The story in question is the fact that the identity of the leaker who brought about the coverage of the “#MeToo” situation at CBS that brought down Les Moonves has come to light. You might have read some of the stories that came out in 2021 revealing that because someone — believed to be an attorney working on the investigation — had leaked information about the investigation that CBS and one of its law firms ended up settling claims of invasion of privacy for millions of dollars.
Earlier this month, as a result of the person’s decision to go on a podcast, we now know that the person who did the leaking was Allison Diercks, who was at the time an associate at Covington and Burling working on document review relating to the investigation. Ms. Diercks has nothing much to say in her defense as she has to admit that she knowingly violated her duties in making the disclosure but that she did so because she was worried that CBS would not do anything about the conduct. Lawyers can almost never take the law into their own hands, and Ms. Diercks is no exception. She has been suspended from the practice of law for 18 months starting back in 2021, she obviously lost her job, and, interestingly, she has claimed during the podcast that her former firm has threatened to come after her if she ever tries to be reinstated to practice law. In fact, she says that is the reason she has not applied for reinstatement even though her term of suspension has ended.
Now, in order to provide appropriate fan service but also have enough content for a full post, let’s point out that knowingly leaking documents is not the most frequent way these days that lawyer working on high-profile matters are doing things they know (or have to know) are wrong because they feel they are serving a greater purpose.

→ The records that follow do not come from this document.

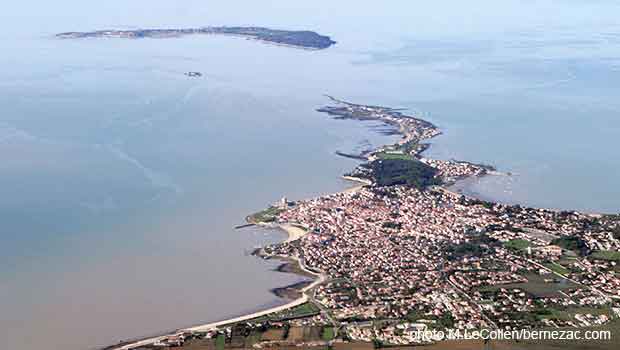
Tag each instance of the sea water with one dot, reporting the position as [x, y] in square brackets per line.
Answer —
[123, 178]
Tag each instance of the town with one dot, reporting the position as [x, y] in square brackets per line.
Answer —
[403, 254]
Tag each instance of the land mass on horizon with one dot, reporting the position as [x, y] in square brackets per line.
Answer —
[295, 38]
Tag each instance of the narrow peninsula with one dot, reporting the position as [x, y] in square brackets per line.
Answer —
[402, 261]
[304, 39]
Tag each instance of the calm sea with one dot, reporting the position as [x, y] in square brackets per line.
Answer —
[122, 178]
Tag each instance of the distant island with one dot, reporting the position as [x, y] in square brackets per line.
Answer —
[295, 38]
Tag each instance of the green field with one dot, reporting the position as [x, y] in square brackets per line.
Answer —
[517, 244]
[536, 285]
[555, 267]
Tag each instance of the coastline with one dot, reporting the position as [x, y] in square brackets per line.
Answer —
[411, 129]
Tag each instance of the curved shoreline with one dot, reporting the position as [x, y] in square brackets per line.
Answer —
[296, 232]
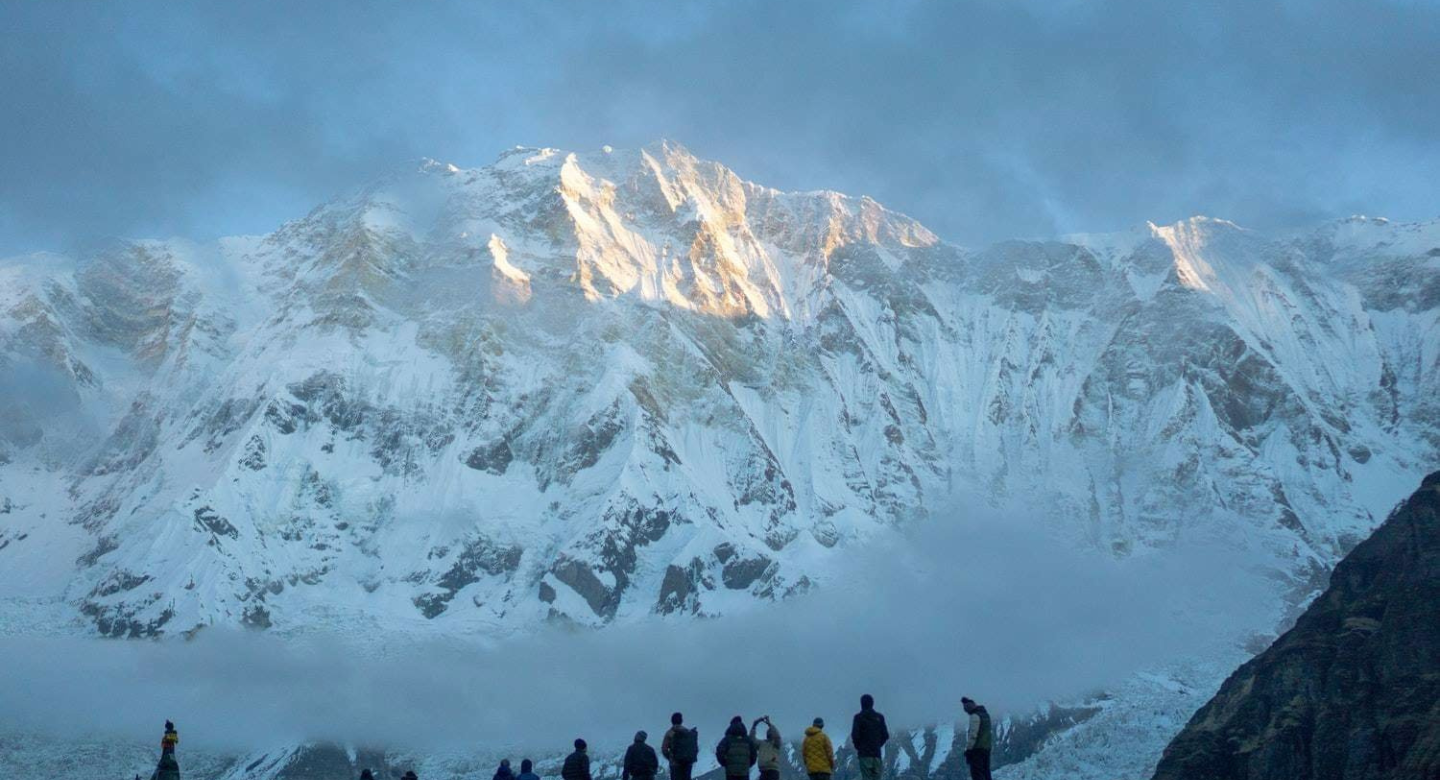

We’ve written in the past about lawyers quitting their representation of the only former POTUS to have never won the national popular vote, and be impeached twice, and be criminally indicted who have gone too far in making public statements about why they dropped their former client. Now, we are doing so again because earlier this month Timothy Parlatore became the latest lawyer to publicly quit representing Donald Trump. And, like people who have done the same before him, he has done so by verbally lighting a match and dropping it into lighter fluid.
You can go read articles about what that lawyer has had to say here and here, and here but even only somewhat loyal readers of this site will know that basically none of the statements the lawyer makes about why he stopped representing his clients are things this lawyer can say unless he got Trump’s permission to say them. To the extent there is any nuance about why this is the case, a lawyer’s obligations of confidentiality don’t just mean that they cannot disparage their former client publicly but they also cannot disparage other lawyers representing the common client because the opinions about the other lawyers are also information about the representation of the common client.
Or, stated more succinctly, it is almost always correct advice to say that “Representation of a client is not an airport; there is no need to announce your departure.”